There were six grounds of challenge: (1) the NRPF condition in the child’s case breached s 55 of the Borders, Citizenship and Immigration Act 2009, which requires the best interests of the child to be a primary consideration; (2) adoption of the policy failed to have regard to the differential impact on British children of foreign parents, non-white British children and single mothers, contrary to s 149 of the Equality Act 2010; (3) the policy directly or indirectly discriminates against those of non-British national origin or ethnicity; (4) the policy is “collectively overbroad and/or insufficiently precise”, and hence contrary to the rule of law; (5) the policy deprives British citizens from entitlements provided to prevent children falling into homelessness and extreme poverty, and is therefore ultra vires; and (6) the policy fails to ensure that imposing an NRPF condition will not result in inhuman treatment contrary to article 3 ECHR.
Prior to the hearing, the Home Office conceded that the challenge against the policy raised serious issues that required to be reviewed and determined by the court urgently. It also introduced revised guidance, on 1 April 2020, in light of applications being made to have the NRPF condition lifted during the pandemic.
Facing destitution
As for the court, the focus of the decision was primarily on the article 3 ECHR ground. The judgment confirms the earlier opinion of the House of Lords in Limbuela [2006] 1 AC 396 that the threshold for a breach of article 3 is higher than that required for a finding of destitution within s 95(3) of the Immigration and Asylum Act 1999 (s 95 being the provision under which asylum seekers are generally provided with support while a decision on their asylum claim/appeal is pending).
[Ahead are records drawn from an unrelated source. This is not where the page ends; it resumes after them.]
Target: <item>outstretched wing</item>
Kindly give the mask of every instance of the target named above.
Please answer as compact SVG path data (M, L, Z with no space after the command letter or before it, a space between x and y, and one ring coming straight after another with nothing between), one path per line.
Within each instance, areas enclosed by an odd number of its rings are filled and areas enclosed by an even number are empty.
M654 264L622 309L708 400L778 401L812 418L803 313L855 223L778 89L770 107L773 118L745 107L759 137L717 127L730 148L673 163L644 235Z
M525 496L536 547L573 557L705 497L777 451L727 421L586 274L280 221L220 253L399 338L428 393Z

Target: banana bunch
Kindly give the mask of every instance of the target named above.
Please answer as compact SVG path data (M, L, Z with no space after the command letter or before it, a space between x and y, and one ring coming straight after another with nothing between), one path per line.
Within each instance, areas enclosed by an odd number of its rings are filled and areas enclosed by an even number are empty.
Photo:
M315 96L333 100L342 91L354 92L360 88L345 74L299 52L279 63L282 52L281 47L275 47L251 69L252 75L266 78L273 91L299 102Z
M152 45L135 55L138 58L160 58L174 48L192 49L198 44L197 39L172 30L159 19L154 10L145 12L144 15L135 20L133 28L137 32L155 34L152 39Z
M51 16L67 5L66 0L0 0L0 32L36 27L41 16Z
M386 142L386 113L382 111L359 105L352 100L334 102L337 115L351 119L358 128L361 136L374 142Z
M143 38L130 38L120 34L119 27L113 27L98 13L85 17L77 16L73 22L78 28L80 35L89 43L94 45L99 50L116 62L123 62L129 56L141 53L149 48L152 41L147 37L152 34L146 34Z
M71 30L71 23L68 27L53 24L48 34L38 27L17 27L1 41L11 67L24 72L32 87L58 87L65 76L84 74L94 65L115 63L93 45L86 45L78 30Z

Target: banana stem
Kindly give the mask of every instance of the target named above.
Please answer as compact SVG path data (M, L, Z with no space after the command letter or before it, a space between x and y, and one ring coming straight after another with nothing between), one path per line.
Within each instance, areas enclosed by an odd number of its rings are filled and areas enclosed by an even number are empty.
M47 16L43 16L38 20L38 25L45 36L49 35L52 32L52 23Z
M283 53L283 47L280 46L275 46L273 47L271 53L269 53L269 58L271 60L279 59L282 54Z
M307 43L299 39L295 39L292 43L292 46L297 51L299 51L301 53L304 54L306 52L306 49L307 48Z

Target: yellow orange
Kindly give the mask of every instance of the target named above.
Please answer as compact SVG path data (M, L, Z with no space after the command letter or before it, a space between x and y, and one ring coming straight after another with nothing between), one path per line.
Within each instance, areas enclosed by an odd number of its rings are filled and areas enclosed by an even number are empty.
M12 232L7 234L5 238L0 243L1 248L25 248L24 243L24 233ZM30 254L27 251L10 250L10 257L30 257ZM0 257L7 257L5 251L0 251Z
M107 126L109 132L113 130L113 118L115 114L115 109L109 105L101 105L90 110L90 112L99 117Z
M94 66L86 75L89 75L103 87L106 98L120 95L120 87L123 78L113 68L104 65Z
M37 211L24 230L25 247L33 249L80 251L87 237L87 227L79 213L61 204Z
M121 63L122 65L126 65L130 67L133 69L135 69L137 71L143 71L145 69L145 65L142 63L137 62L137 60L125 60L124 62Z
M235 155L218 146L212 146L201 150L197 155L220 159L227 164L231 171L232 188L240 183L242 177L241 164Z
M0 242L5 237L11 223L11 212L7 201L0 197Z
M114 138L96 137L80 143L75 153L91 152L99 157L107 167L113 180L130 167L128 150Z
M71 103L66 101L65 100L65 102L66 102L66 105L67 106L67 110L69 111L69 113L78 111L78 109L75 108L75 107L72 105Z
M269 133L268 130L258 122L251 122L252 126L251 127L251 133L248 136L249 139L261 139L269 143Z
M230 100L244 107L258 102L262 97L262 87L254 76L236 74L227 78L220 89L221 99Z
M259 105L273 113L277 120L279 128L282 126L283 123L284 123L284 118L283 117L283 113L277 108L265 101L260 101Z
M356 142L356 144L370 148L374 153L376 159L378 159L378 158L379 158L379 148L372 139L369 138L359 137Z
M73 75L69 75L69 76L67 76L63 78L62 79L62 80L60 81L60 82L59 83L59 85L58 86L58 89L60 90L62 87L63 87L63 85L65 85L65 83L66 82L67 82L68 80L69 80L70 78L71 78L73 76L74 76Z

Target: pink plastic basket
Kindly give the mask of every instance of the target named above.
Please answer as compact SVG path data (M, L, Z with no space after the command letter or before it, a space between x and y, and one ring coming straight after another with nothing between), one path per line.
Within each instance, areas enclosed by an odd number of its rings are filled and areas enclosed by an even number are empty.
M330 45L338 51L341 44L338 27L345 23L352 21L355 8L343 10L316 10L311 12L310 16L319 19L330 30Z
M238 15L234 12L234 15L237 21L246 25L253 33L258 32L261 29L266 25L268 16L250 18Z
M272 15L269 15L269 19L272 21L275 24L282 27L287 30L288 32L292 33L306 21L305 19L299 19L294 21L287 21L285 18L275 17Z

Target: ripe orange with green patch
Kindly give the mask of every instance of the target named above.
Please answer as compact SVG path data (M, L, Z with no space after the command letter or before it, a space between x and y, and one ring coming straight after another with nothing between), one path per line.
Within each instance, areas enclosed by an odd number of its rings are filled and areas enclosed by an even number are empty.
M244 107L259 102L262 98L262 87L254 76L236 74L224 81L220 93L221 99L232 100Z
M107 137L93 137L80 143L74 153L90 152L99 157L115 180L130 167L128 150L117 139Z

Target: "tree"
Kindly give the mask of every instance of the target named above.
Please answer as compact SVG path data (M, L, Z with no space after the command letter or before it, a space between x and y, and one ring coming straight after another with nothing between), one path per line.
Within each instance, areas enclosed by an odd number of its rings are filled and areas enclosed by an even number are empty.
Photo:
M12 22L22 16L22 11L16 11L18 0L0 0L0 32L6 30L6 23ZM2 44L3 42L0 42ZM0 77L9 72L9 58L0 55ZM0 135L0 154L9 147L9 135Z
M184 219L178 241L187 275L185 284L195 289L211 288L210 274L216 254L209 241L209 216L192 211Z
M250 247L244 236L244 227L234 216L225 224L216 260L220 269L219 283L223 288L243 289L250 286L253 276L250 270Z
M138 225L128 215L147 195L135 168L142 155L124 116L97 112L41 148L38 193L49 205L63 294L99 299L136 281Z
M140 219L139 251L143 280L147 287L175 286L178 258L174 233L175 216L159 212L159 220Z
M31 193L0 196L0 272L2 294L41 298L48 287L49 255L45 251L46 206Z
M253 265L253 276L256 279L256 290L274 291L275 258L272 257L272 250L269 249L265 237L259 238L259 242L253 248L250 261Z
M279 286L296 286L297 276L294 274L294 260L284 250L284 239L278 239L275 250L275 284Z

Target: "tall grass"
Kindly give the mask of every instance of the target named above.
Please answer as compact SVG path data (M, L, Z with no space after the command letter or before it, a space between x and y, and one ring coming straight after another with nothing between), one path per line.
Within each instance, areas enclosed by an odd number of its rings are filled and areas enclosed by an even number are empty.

Given that what was under challenge was provision made in the IR (defined as “subordinate legislation” by the Human Rights Act 1998) and the Home Office “Instruction”, the court began by setting out the tests applicable to such challenges, namely that the scheme was “incapable of being operated in a proportionate way in all or nearly all cases”. The court held that neither GEN 1.11A of the IR nor the Instruction explicitly set out that caseworkers were under an obligation not to impose, or to lift, an NRPF condition where an applicant was suffering or would imminently suffer article 3 mistreatment (nor was there any mention of the latter in GEN 1.11A). These defects could not be, as the Home Office had submitted, considered “purely technical defects devoid of significance in the real world”. Rather the IR and Instruction appeared to confer the decision maker with discretion, rather than an obligation, with the effect of misleading caseworkers and giving real risk of unlawful decisions potentially in breach of article 3. Although at first glance this may appear to be a conflation of destitution and inhuman and degrading treatment, the court also noted (in line with Limbuela) that an individual who is destitute or facing destitution with NRPF would meet that threshold (and, in any event, the policy would be unlawful under common law).
While the case related to an applicant with a dependent child, the implications of the judgment are much further reaching for anyone applying for their NRPF condition to be lifted. Where an applicant can show that they are destitute or will imminently become destitute without recourse to public funds, the Home Office is under an obligation not to impose, or to lift, the NRPF condition. Given the damage to the economy expected to follow the end of the pandemic, the judgment is a positive step for those who find themselves in such a situation in the future.